Interesting Research Paper on Constructors in OO Languages

Wed Jul 17 10:58:53 PDT 2013

On Wed, Jul 17, 2013 at 11:00:38AM +0100, Regan Heath wrote:
> On Tue, 16 Jul 2013 23:01:57 +0100, H. S. Teoh
> <hsteoh at quickfur.ath.cx> wrote:
> >On Tue, Jul 16, 2013 at 06:17:48PM +0100, Regan Heath wrote:
[...]
> >>>>class Foo
> >>>>{
> >>>>  string name;
> >>>>  int age;
> >>>>
> >>>>  invariant
> >>>>  {
> >>>>    assert(name != null);
> >>>>    assert(age > 0);
> >>>>  }
> >>>>
> >>>>  property string Name...
> >>>>  property int Age...
> >>>>}
> >>>>
> >>>>void main()
> >>>>{
> >>>>  Foo f = new Foo() {
> >>>>    Name = "test",    // calls property Name setter
> >>>>    Age = 12          // calls property Age setter
> >>>>  };
> >>>>}
> >
> >Maybe I'm missing something obvious, but isn't this essentially the
> >same thing as having named ctor parameters?
> 
> Yes, if we're comparing this to ctors with named parameters.  I
> wasn't doing that however, I was asking this Q:
> 
> "Or, perhaps another way to ask a similar W is.. can the compiler
> statically verify that a create-set-call style object has been
> initialised, or rather that an attempt has at least been made to
> initialise all the required parts."
> 
> Emphasis on "create-set-call" :)  The weakness to create-set-call
> style is the desire for a valid object as soon as an attempt can be
> made to use it.  Which implies the need for some sort of enforcement
> of initialisation and as I mentioned in my first post the issue of
> preventing this intialisation being spread out, or intermingled with
> others and thus making the semantics of it harder to see.

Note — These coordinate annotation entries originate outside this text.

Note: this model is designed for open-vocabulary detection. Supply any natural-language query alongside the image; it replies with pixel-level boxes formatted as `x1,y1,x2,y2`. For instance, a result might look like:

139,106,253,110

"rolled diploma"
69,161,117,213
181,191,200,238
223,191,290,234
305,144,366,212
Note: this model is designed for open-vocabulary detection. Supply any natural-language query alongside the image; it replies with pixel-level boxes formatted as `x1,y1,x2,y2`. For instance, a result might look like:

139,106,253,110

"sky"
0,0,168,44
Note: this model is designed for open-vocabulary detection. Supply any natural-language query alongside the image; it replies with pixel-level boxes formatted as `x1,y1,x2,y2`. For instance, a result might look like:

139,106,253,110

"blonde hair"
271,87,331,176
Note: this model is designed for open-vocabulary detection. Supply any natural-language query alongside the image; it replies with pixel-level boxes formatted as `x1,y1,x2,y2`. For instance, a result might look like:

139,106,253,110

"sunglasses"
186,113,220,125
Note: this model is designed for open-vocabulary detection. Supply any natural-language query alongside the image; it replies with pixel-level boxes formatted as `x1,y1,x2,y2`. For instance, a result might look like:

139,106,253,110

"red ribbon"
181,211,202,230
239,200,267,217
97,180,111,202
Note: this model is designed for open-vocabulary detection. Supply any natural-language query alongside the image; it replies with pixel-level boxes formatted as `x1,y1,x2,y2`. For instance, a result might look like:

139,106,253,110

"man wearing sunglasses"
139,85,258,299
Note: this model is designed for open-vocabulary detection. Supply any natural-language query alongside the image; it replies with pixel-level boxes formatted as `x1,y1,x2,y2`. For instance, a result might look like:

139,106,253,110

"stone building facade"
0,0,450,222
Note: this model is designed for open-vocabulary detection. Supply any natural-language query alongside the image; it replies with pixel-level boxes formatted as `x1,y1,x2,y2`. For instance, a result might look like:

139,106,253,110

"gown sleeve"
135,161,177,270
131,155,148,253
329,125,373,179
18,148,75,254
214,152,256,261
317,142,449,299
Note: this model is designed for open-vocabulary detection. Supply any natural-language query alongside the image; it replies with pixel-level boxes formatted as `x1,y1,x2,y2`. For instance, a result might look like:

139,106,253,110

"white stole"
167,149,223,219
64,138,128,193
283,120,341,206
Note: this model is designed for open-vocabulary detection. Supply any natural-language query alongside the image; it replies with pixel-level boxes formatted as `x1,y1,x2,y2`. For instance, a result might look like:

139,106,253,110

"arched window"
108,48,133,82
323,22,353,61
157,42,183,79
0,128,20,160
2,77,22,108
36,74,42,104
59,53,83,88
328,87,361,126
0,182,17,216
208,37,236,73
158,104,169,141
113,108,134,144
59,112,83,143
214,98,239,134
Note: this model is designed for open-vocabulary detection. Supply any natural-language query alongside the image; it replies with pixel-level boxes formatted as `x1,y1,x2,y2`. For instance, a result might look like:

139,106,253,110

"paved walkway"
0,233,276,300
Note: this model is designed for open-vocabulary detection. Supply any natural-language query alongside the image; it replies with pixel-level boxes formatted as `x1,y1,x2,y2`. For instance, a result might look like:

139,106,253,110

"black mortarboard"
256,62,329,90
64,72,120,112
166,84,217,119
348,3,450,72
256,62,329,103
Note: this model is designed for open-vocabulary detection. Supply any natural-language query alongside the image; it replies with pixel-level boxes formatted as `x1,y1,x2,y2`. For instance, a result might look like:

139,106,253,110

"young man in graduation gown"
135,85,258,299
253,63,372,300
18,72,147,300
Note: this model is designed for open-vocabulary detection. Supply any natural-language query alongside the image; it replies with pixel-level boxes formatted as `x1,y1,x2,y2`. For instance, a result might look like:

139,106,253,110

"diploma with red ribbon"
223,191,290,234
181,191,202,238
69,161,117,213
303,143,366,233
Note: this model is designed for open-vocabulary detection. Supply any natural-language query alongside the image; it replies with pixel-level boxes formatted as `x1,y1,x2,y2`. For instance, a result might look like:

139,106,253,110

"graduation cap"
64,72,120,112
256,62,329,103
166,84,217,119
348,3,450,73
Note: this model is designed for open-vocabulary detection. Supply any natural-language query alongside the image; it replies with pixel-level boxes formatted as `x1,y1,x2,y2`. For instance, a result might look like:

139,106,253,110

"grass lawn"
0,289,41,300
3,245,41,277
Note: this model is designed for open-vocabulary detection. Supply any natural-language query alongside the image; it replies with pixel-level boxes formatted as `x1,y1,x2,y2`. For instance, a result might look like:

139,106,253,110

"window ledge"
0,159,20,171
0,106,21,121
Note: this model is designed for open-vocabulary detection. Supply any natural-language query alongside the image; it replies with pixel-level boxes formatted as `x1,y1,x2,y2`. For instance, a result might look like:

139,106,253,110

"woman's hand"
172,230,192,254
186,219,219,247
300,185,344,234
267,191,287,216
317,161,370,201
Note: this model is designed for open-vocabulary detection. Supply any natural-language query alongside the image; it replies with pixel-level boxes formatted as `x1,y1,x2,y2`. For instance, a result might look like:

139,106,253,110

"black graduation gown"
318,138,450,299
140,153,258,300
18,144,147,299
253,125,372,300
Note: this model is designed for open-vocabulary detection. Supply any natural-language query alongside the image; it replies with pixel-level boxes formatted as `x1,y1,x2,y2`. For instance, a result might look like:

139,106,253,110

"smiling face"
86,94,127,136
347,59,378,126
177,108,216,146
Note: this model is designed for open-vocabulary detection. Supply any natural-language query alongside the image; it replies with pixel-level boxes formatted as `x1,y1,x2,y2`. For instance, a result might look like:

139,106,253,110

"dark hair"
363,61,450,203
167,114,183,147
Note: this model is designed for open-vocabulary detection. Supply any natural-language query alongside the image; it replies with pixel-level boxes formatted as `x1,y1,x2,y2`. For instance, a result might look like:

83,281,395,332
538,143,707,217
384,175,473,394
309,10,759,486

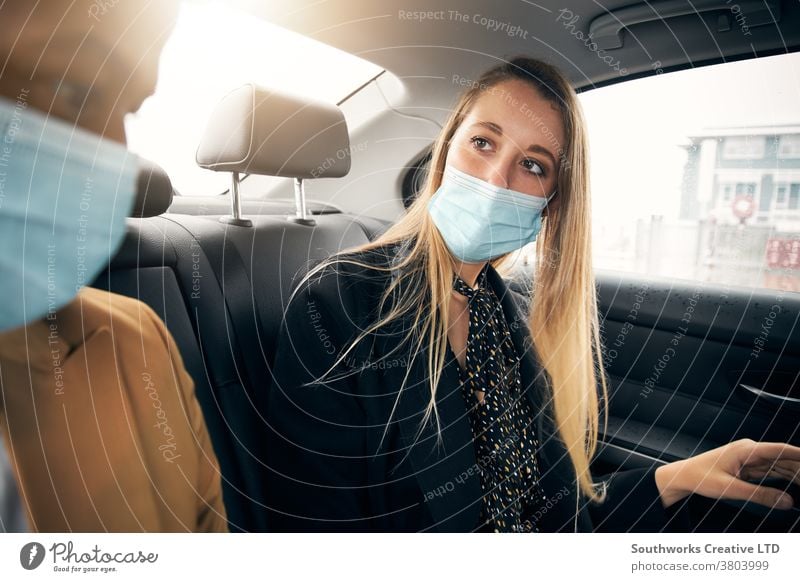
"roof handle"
589,0,781,50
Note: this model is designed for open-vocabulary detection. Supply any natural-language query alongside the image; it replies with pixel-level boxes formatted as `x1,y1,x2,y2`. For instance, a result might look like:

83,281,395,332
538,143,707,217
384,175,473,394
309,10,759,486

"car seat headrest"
196,84,350,179
131,158,173,218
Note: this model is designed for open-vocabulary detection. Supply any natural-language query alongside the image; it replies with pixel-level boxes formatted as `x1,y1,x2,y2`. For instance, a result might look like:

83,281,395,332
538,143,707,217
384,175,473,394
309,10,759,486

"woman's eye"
522,158,544,176
469,135,492,150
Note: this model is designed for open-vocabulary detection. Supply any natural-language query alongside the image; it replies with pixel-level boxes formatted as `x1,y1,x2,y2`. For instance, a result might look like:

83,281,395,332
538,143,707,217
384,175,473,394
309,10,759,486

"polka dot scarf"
453,268,546,532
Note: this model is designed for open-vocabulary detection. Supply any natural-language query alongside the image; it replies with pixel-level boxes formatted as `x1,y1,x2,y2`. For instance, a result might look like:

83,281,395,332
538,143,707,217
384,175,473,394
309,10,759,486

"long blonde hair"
298,57,607,501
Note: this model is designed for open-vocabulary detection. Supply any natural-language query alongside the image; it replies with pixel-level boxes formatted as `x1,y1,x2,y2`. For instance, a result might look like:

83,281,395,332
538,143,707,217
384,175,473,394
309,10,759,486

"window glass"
581,53,800,291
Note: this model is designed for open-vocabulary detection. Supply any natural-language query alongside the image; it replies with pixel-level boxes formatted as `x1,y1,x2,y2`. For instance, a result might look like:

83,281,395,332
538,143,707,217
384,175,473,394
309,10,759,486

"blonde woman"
267,58,800,532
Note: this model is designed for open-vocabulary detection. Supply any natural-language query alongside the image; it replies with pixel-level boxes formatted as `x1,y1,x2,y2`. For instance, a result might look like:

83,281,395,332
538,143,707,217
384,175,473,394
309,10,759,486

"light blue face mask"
428,166,555,263
0,97,139,331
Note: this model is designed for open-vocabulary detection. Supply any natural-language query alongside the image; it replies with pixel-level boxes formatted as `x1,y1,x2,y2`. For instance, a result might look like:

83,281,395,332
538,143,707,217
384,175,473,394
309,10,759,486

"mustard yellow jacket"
0,288,227,532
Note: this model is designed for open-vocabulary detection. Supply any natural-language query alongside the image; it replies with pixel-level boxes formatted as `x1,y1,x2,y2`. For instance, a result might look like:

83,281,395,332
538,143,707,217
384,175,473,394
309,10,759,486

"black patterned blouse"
453,268,546,532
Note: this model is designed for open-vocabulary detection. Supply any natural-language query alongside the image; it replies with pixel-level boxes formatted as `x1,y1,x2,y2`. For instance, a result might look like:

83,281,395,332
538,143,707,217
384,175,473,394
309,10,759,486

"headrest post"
219,172,253,226
289,178,317,226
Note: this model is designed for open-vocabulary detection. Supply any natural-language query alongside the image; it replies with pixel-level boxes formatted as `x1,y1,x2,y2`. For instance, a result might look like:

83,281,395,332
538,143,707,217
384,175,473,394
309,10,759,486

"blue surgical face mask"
428,166,555,263
0,96,139,331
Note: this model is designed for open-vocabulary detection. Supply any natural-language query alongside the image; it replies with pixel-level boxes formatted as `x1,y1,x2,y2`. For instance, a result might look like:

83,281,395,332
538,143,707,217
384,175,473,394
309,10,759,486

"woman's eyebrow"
472,121,556,167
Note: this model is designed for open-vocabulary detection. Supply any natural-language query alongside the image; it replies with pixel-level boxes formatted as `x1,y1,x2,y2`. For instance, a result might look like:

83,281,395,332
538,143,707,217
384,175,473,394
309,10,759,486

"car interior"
93,0,800,532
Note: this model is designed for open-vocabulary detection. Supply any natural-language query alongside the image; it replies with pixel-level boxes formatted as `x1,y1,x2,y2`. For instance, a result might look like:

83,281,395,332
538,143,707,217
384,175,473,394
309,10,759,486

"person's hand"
655,439,800,509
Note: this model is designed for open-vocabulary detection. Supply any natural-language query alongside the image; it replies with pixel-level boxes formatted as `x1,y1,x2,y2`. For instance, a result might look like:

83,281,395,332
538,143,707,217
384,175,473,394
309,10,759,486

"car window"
125,2,381,196
581,53,800,291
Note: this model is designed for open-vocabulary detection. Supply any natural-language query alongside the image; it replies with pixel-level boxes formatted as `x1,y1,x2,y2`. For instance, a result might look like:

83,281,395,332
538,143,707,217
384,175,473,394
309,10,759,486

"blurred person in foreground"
0,0,227,532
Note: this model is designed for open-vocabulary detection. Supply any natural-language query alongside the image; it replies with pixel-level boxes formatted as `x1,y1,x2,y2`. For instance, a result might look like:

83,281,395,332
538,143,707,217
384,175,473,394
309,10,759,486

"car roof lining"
243,0,800,94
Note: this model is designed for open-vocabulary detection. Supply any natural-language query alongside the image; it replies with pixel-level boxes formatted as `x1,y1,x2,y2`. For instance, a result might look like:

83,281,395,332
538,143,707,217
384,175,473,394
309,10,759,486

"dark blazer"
266,248,688,532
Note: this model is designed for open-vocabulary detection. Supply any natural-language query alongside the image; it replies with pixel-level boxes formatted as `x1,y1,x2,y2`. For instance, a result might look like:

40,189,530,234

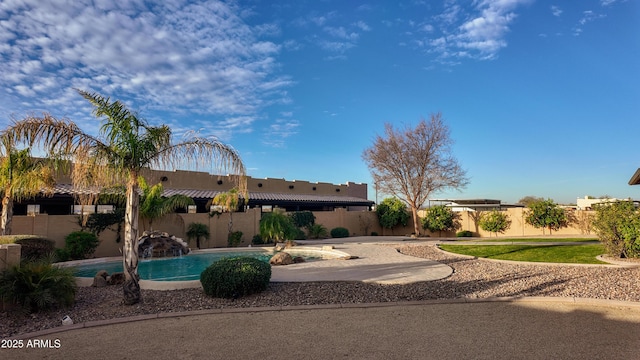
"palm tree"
0,134,55,235
5,90,246,304
138,176,195,231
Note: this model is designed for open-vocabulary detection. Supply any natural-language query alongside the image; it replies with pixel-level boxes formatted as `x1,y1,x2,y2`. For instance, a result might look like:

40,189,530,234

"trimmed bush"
64,231,100,260
0,256,76,312
15,238,55,260
227,231,242,247
331,227,349,238
200,257,271,299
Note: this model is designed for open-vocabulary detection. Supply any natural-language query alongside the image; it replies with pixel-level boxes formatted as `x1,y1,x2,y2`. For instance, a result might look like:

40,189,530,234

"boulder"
138,231,191,258
269,252,293,265
91,275,107,287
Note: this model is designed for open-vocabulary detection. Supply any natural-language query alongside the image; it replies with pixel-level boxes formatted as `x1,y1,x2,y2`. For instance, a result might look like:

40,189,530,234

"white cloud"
416,0,531,64
292,11,371,60
573,10,606,36
0,0,291,138
262,116,300,148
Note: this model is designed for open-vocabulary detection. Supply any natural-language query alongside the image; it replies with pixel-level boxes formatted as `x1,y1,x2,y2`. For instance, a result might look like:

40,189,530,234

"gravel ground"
0,245,640,338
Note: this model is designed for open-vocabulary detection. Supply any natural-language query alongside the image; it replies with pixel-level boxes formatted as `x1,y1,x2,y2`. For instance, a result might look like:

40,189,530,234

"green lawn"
472,238,598,242
440,244,606,264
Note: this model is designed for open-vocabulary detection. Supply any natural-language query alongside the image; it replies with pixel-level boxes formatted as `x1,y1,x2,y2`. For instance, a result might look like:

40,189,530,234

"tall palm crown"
6,90,246,304
0,134,55,235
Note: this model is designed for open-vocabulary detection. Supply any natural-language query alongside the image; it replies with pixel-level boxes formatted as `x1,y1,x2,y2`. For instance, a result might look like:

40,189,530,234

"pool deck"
78,237,453,290
12,238,640,360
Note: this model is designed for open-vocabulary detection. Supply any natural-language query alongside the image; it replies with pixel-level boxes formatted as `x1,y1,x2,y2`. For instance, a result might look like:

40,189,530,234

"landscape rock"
107,272,124,285
269,252,293,265
138,231,191,258
91,275,107,287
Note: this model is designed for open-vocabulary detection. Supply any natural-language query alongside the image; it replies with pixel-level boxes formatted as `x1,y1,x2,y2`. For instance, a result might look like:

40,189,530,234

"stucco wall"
8,208,592,257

Ah, I see. So basically, you need some kind of enforcement of a
two-state object, pre-initialization and post-initialization. Basically,
the ctor is empty, so you allocate the object first, then set some
values into it, then it "officially" becomes a full-fledged instance of
the class. To prevent problems with consistency, a sharp transition
between setting values and using the object is enforced. Am I right?

I guess my point was that if we boil this down to the essentials, it's
basically the same idea as a builder pattern, just implemented slightly
differently. In the builder pattern, a separate object (or struct, or
whatever) is used to encapsulate the state of the object that we'd like
it to be in, which we then pass to the ctor to create the object in that
state. The idea is the same, though: set up a bunch of values
representing the desired initial state of the object, then, to borrow
Perl's terminology, "bless" it into a full-fledged class instance.

> My idea here attempted to solve those issues with create-set-call only.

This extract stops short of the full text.